Boulder-burial, Ballynacarriga, Co. Cork
Co. Cork |
Burial Sites
In a level pasture at the foot of a north-west-facing slope in Ballynacarriga, a large flat stone sits on the ground with the quiet authority of something placed rather than fallen.
This is a boulder-burial, a form of prehistoric monument found almost exclusively in south-west Ireland, in which a substantial cover-stone is raised slightly above the ground on one or more support stones, creating a low, table-like structure over what was likely a burial. They are easy to miss, lacking the height and drama of standing stones or the obvious enclosure of a stone circle, and this particular example is modest even by those standards.
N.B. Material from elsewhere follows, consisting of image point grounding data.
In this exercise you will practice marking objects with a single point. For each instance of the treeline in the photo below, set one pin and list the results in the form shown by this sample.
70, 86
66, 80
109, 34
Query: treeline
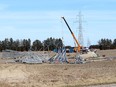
26, 44
105, 44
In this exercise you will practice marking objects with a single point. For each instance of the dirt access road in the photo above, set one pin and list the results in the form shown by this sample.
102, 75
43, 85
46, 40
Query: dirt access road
109, 85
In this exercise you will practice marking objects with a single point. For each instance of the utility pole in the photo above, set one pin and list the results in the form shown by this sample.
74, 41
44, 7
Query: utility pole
80, 34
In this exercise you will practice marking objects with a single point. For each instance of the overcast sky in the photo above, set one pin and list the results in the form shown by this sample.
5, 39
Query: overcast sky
40, 19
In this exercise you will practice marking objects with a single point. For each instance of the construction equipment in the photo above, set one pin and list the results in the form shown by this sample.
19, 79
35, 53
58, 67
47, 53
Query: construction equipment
79, 46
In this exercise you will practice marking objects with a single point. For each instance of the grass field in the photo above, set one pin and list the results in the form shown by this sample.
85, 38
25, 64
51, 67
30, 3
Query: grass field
50, 75
60, 75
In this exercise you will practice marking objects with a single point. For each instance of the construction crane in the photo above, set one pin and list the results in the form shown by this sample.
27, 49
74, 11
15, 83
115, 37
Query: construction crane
79, 46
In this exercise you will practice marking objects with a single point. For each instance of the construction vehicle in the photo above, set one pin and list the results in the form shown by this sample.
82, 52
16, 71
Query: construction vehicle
79, 46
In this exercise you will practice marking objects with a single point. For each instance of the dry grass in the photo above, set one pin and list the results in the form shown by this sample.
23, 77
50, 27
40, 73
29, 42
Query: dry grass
45, 75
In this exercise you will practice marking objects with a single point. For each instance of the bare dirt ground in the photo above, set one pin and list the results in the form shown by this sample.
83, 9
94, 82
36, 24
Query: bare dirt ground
60, 75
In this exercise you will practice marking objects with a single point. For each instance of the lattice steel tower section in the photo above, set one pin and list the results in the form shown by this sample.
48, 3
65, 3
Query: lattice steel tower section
80, 34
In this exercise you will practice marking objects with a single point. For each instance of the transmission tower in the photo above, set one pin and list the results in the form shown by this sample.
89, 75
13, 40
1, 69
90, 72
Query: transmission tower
80, 34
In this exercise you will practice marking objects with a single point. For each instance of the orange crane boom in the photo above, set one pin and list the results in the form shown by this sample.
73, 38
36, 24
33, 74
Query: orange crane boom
79, 47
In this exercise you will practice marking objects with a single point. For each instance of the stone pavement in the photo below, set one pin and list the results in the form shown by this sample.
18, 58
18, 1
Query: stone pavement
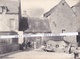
36, 54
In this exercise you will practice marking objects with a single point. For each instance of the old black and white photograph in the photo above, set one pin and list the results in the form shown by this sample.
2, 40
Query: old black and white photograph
39, 29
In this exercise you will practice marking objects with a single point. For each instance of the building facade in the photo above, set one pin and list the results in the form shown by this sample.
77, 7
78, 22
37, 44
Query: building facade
9, 15
63, 19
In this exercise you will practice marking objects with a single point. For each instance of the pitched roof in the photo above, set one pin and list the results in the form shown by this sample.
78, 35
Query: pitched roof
77, 5
36, 25
12, 6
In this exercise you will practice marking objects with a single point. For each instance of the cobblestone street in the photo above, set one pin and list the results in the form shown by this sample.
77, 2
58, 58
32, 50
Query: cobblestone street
35, 54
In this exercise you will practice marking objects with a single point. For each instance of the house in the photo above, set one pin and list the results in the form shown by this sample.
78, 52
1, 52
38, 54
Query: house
63, 19
9, 24
36, 26
56, 44
9, 15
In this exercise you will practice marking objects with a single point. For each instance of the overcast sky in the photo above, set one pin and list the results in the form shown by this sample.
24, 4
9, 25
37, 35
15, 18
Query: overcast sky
35, 8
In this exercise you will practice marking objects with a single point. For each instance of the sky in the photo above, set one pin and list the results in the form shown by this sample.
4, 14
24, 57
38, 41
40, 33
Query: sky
36, 8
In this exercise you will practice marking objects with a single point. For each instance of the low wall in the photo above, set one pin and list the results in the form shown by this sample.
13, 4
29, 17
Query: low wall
6, 48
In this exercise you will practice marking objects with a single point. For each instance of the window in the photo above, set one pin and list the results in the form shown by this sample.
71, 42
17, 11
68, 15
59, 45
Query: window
63, 30
4, 9
12, 23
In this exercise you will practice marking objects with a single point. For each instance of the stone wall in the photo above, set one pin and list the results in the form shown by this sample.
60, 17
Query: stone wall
6, 48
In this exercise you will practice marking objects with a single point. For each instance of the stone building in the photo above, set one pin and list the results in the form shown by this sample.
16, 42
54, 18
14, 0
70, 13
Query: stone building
63, 19
9, 15
36, 26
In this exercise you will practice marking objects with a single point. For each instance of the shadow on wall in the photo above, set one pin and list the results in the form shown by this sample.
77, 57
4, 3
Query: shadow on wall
23, 25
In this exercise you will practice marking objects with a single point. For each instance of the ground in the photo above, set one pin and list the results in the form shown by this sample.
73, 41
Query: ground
36, 54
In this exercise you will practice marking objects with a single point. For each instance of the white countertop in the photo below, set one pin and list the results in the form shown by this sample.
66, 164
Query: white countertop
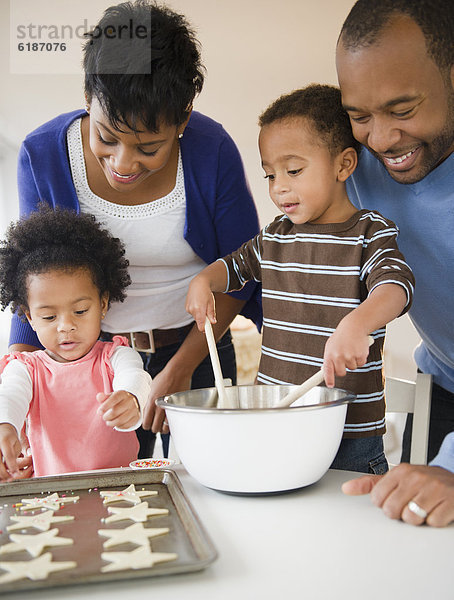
314, 543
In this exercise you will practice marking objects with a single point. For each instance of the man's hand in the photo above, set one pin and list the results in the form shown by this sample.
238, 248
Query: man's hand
119, 409
431, 488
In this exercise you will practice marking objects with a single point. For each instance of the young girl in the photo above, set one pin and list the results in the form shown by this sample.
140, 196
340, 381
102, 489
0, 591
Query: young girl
82, 398
330, 274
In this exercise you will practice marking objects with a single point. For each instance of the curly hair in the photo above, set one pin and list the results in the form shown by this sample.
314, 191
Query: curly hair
368, 18
142, 63
322, 106
57, 239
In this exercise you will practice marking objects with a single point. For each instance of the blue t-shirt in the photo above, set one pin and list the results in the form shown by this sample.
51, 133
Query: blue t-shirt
424, 213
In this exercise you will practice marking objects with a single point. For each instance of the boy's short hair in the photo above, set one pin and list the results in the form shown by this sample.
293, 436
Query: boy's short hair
322, 106
142, 62
366, 20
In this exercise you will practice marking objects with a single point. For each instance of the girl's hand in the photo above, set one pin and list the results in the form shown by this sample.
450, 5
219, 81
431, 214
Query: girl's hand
10, 449
200, 302
345, 349
164, 383
119, 409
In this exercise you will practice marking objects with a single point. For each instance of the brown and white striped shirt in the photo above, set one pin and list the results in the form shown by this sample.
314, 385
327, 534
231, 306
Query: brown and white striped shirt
312, 276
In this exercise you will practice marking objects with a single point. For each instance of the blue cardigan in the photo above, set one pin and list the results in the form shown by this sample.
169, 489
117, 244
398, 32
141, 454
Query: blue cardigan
220, 212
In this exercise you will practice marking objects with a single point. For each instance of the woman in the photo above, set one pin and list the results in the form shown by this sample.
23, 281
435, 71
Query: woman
166, 180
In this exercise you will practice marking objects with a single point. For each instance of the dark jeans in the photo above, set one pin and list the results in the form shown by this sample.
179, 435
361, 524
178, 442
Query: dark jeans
202, 377
441, 423
365, 455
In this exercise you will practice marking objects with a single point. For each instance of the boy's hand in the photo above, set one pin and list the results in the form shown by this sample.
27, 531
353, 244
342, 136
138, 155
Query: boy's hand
345, 349
200, 302
10, 449
119, 409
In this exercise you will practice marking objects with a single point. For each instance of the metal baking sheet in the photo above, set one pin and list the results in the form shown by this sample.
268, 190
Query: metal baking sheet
187, 537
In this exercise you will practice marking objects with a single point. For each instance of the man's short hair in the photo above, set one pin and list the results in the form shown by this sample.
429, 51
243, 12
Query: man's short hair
435, 18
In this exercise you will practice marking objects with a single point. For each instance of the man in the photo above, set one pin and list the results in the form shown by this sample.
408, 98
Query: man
395, 63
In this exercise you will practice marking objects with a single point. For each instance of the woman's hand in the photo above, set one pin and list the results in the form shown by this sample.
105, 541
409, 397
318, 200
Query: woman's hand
10, 450
200, 302
119, 409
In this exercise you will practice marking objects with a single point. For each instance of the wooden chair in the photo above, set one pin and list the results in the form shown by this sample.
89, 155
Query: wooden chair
404, 396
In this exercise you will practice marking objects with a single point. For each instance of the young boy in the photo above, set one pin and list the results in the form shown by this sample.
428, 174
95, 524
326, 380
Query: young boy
331, 274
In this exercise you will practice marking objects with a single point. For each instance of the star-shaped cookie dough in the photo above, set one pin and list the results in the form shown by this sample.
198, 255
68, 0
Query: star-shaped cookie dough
140, 558
129, 494
51, 502
41, 521
34, 544
37, 568
138, 513
135, 534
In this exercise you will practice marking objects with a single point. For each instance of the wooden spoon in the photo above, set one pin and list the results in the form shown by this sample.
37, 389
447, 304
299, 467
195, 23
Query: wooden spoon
307, 385
219, 380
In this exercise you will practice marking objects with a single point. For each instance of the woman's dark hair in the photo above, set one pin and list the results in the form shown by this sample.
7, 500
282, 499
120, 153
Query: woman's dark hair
142, 62
322, 106
57, 239
368, 18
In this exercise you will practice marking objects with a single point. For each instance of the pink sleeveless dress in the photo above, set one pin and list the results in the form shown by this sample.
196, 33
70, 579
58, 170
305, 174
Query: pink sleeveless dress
65, 432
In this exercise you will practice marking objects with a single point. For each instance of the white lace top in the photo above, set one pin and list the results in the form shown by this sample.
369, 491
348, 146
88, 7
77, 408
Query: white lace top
161, 262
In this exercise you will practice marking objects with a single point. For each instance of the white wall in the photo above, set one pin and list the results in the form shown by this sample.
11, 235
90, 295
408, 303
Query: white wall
254, 50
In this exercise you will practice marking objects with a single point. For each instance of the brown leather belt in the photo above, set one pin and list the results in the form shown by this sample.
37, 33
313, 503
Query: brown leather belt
150, 341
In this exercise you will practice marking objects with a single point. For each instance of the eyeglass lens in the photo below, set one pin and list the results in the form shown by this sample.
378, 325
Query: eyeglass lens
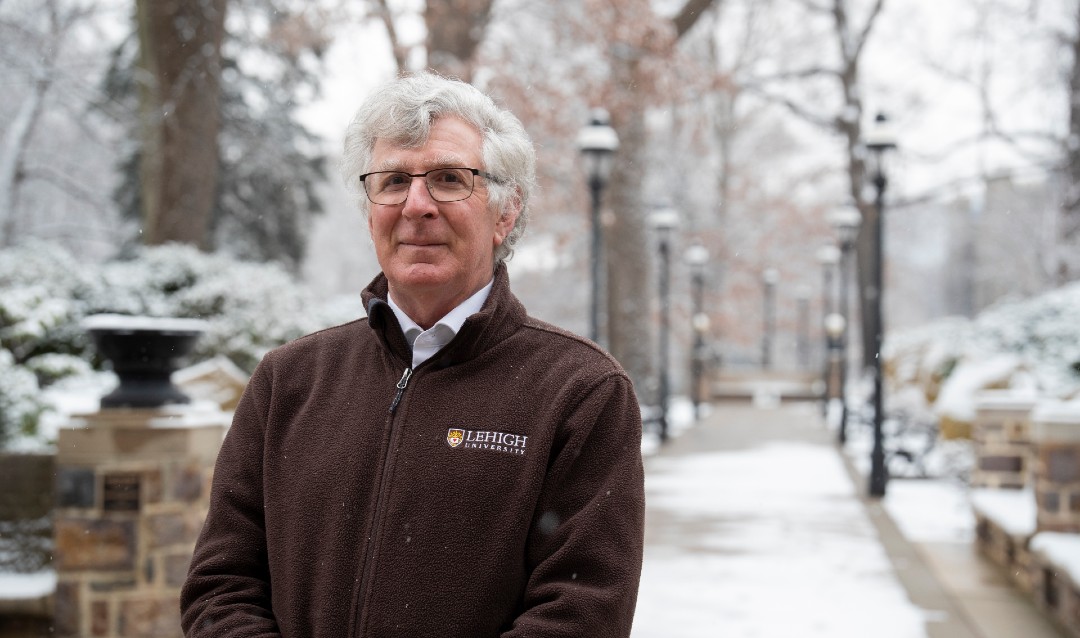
445, 185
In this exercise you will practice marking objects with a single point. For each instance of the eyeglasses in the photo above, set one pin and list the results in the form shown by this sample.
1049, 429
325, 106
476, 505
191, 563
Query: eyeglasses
391, 188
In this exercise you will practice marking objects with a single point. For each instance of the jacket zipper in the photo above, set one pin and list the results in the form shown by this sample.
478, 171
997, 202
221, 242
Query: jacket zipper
401, 389
379, 504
The cover-stone here measures 2.2 metres by 1.8 metres and sits about 1.1 metres above the ground, with one support stone visible beneath it. The site was recorded by Seán Ó Nualláin in 1978 and later included in the Archaeological Inventory of County Cork. Notably, it sits approximately 100 metres south-south-west of a second boulder-burial in the same area, which is unusual. Boulder-burials are generally thought to date to the Bronze Age, and their concentration in counties Cork and Kerry suggests a regional funerary tradition, though relatively little is known about the communities who built them or what, precisely, they placed beneath the stones.